My presidential campaign had four principal policy themes: the Green New Deal, the Economic Bill of Rights, Peace Policies, and Inclusive Multiparty Democracy.

While they were addressed to the people of the United States, they are themes in our interconnected world that I believe we must achieve internationally.

As our late American comrade Martin Luther King Jr said, “Injustice anywhere is a threat to justice everywhere. We are caught in an inescapable network of mutuality, tied in a single garment of destiny.”

So with that spirit in mind, let me share a few thoughts about my four campaign policy themes.

The Green New Deal is designed to address the climate crisis. It is a plan — and we detailed a budget for it — to transform our economy to 100% clean energy and zero greenhouse gas emissions within a decade. The timeline is rapid because the climate emergency demands it but it takes 10 years because it will take that long to rebuild our economy with an emergency program. The technology we need exists. We can raise the financing. What is missing is the politics will.

The second theme is an Economic Bill of Rights, which goes hand in hand with Green New Deal. The idea of an Economic Bill of Rights was put forth by President Franklin Roosevelt in his annual address to Congress in 1944 and 1945. The was trumped again by the Black freedom movement in the 1963 March on Washington for Jobs and Freedom and in Martin Luther Kings’ Poor People’s Campaign of 1968. Here we are 75 years later and none of the economic rights Roosevelt, King, and the civil rights movement called for have been realized. So out campaign picked up the baton for the Economic Bill of Rights and called for legislation to guarantee the right to a living-wage job, an income above poverty, affordable housing, comprehensive health care, life-long free public education from pre-school to college, and a secure retirement.

The third theme is Peace Policies. These include deep cuts on the order of 75% in US military spending with the savings devoted to a global Green New Deal promoting the conditions for peace in social and environmental justice and prosperity. Our Peace Polices also emphasized nuclear disarmament initiatives, including a policy of No First Use, dismantling our ICBMs, progressively reducing the U.S. nuclear arsenal to a minimum credible deterrent — and above all, with the disarmament initiatives to set an example, has the U.S. lead an aggressive diplomatic campaign addressed to the other nuclear powers seeking mutual nuclear disarmament to bring all nations into compliance with the new Treaty on the Prohibition of Nuclear Weapons.

The fourth theme is Inclusive Multi-Party Democracy. Our winner-take-all elections in the United States produces a two-party system that wealthy corporate interests are about to control with their money. It is an exclusionary system because the majority of Americans are more progressive than either of the two corporate parties, as we know from public opinion polls. The majority of people support a Green New Deal, Medicare for All, Tuition-Free Public College, and many other progressive social and economic policies that both major parties oppose. The fundamental problem of American politics is that public opinion is not translated into public policy. The two-party system represents the special interests of the giant banks and corporations and not the public interest of the vast majority of Americans.

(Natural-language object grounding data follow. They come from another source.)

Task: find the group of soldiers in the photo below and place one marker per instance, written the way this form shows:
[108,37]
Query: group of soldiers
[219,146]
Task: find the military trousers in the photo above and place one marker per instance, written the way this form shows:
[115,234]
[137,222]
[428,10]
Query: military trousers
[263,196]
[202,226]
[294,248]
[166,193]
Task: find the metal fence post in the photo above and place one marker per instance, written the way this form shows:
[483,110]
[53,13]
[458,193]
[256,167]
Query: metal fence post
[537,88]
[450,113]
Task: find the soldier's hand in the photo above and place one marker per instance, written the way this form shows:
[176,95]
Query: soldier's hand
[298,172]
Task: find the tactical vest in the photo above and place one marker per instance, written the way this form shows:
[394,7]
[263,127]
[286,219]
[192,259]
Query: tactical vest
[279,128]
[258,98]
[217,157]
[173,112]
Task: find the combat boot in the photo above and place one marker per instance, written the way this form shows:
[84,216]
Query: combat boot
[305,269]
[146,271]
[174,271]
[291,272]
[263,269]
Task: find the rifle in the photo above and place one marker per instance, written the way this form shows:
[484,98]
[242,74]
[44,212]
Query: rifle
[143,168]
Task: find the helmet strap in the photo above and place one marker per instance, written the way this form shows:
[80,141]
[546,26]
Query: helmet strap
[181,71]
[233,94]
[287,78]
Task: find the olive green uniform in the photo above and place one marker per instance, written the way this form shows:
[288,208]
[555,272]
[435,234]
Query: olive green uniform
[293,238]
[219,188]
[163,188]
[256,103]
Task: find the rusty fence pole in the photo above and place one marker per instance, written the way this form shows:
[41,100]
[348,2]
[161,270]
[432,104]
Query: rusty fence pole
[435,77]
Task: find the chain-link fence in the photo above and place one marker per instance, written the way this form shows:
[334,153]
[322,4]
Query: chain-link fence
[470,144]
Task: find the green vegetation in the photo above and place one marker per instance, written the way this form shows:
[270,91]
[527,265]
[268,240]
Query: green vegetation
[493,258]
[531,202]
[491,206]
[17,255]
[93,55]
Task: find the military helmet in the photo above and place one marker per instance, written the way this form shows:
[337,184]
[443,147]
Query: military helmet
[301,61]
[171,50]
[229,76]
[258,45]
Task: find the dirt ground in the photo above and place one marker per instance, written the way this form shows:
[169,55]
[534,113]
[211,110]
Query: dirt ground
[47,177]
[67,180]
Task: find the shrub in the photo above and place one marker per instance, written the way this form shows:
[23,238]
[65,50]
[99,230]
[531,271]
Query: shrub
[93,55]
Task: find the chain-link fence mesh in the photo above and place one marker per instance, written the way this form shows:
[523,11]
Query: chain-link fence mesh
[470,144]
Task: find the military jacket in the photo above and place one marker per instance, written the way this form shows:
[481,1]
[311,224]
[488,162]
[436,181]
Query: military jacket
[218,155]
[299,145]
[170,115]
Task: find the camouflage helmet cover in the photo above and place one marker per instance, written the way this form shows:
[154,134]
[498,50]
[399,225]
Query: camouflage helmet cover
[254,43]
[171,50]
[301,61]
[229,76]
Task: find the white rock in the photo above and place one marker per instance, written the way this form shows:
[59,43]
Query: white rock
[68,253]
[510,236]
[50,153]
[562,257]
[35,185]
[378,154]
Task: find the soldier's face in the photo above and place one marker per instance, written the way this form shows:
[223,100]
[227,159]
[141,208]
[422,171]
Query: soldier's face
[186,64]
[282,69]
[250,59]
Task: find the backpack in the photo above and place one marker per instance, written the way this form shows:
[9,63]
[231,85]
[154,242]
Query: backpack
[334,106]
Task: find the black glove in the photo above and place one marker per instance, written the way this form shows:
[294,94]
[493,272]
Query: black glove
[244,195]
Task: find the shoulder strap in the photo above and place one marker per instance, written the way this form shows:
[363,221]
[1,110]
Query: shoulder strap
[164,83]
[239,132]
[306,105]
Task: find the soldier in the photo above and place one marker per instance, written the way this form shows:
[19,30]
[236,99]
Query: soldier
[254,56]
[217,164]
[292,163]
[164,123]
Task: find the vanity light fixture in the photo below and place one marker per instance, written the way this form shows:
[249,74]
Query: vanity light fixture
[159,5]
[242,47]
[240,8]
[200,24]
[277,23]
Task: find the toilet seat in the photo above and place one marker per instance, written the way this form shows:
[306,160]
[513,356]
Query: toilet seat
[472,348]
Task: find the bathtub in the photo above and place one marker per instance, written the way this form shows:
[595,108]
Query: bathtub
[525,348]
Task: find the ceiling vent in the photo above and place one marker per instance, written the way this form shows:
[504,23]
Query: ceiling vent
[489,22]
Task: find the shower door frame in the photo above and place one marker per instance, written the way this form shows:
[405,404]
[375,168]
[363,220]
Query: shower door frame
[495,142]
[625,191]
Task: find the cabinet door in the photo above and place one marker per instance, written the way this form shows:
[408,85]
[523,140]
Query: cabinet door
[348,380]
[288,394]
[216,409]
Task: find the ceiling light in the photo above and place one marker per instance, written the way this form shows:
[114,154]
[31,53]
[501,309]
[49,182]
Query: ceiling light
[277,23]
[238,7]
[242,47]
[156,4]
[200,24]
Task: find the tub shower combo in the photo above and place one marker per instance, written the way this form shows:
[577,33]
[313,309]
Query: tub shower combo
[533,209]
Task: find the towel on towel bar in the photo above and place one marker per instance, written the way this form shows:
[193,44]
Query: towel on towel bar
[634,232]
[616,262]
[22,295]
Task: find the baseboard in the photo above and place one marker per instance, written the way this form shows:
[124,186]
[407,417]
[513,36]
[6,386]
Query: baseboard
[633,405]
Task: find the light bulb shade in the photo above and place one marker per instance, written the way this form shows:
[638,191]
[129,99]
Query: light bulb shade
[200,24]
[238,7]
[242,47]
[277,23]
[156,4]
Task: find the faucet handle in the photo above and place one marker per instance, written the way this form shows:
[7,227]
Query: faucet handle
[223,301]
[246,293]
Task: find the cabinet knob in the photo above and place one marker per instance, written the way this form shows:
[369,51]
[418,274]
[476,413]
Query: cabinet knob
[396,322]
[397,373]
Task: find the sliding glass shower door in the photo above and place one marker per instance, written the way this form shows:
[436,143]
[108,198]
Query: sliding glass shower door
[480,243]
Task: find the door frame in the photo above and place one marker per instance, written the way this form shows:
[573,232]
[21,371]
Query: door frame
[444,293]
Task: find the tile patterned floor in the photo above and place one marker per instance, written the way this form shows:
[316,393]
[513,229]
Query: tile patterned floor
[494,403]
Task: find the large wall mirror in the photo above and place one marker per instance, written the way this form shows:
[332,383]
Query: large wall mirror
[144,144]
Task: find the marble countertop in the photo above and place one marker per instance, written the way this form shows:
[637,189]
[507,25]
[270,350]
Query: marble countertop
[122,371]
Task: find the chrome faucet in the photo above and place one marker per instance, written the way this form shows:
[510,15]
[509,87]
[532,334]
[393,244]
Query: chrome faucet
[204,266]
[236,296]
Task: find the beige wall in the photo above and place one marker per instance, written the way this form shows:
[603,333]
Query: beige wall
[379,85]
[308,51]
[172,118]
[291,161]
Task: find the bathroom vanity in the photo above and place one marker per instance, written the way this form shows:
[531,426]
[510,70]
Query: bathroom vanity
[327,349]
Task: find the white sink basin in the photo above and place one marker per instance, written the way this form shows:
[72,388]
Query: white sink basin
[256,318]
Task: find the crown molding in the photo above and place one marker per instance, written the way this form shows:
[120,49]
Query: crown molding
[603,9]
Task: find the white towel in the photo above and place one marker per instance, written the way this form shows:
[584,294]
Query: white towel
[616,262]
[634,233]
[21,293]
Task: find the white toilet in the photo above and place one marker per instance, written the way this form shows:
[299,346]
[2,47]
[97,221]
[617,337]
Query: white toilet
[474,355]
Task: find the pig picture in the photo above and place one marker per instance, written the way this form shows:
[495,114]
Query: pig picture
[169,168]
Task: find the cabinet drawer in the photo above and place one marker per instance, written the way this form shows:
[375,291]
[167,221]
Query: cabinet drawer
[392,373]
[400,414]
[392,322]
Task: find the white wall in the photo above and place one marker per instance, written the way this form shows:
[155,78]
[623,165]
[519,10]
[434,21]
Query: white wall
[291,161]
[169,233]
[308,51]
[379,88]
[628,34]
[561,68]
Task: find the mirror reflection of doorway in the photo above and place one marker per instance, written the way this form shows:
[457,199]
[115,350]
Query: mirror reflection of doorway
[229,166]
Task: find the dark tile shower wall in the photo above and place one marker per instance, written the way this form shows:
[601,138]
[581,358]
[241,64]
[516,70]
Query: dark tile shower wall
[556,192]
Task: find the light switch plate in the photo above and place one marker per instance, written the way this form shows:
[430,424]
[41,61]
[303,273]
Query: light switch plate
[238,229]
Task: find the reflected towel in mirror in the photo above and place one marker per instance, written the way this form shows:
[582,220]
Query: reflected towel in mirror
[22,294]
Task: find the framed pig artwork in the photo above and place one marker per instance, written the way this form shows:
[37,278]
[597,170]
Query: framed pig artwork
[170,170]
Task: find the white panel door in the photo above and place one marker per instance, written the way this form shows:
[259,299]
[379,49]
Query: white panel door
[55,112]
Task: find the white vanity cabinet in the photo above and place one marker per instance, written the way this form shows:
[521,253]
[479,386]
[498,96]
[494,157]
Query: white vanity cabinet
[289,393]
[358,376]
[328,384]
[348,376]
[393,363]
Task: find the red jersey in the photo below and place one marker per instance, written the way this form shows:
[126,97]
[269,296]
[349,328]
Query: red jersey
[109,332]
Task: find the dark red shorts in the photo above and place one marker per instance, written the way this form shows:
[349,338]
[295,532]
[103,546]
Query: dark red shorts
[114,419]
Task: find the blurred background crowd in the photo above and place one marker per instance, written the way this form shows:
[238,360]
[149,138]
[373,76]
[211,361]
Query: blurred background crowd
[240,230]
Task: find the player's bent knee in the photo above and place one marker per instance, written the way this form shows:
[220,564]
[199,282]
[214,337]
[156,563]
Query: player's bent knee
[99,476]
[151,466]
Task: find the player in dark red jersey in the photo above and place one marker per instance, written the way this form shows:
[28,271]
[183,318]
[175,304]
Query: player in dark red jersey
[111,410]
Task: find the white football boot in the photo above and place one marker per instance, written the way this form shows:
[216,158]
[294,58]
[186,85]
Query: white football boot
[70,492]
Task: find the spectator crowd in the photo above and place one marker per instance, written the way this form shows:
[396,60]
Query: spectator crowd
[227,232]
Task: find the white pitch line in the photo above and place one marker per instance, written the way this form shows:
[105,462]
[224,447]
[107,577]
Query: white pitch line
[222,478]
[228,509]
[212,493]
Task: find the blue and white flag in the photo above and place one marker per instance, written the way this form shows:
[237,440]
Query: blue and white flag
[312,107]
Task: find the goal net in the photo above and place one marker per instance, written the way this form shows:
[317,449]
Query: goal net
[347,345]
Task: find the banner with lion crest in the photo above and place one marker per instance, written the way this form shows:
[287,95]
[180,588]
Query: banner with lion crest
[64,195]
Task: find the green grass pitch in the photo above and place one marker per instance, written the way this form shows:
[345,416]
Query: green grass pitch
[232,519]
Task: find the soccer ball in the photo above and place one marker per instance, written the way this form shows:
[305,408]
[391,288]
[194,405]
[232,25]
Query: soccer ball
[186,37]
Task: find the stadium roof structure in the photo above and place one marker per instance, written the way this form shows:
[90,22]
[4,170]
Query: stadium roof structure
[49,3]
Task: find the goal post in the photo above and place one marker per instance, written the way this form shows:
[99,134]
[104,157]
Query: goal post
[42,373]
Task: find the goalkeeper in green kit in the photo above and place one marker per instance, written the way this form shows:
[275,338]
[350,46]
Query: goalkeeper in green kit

That is why the primary demands we raised under the them of Inclusive Multi-Party Democracy are ranked choice voting for executive offices and proportional representation for legislative bodies through proportional ranked choice voting. I understand that South Korea’s electoral system provides for limited proportional representation, which has enabled the Justice Party to elect 6 members to the National Assembly. But 6 out of 300 seats is only 2% of the seats for a Justice Party that received nearly 10% of the vote in 2020. Limited proportional representation is limited democracy. It is exclusionary. America with no proportional representation has even more limited democracy and more political exclusion.

So I look forward to our discussions today about the common problems we face and what common solutions we should work for in solidarity. Thank you again for hosting out meeting today.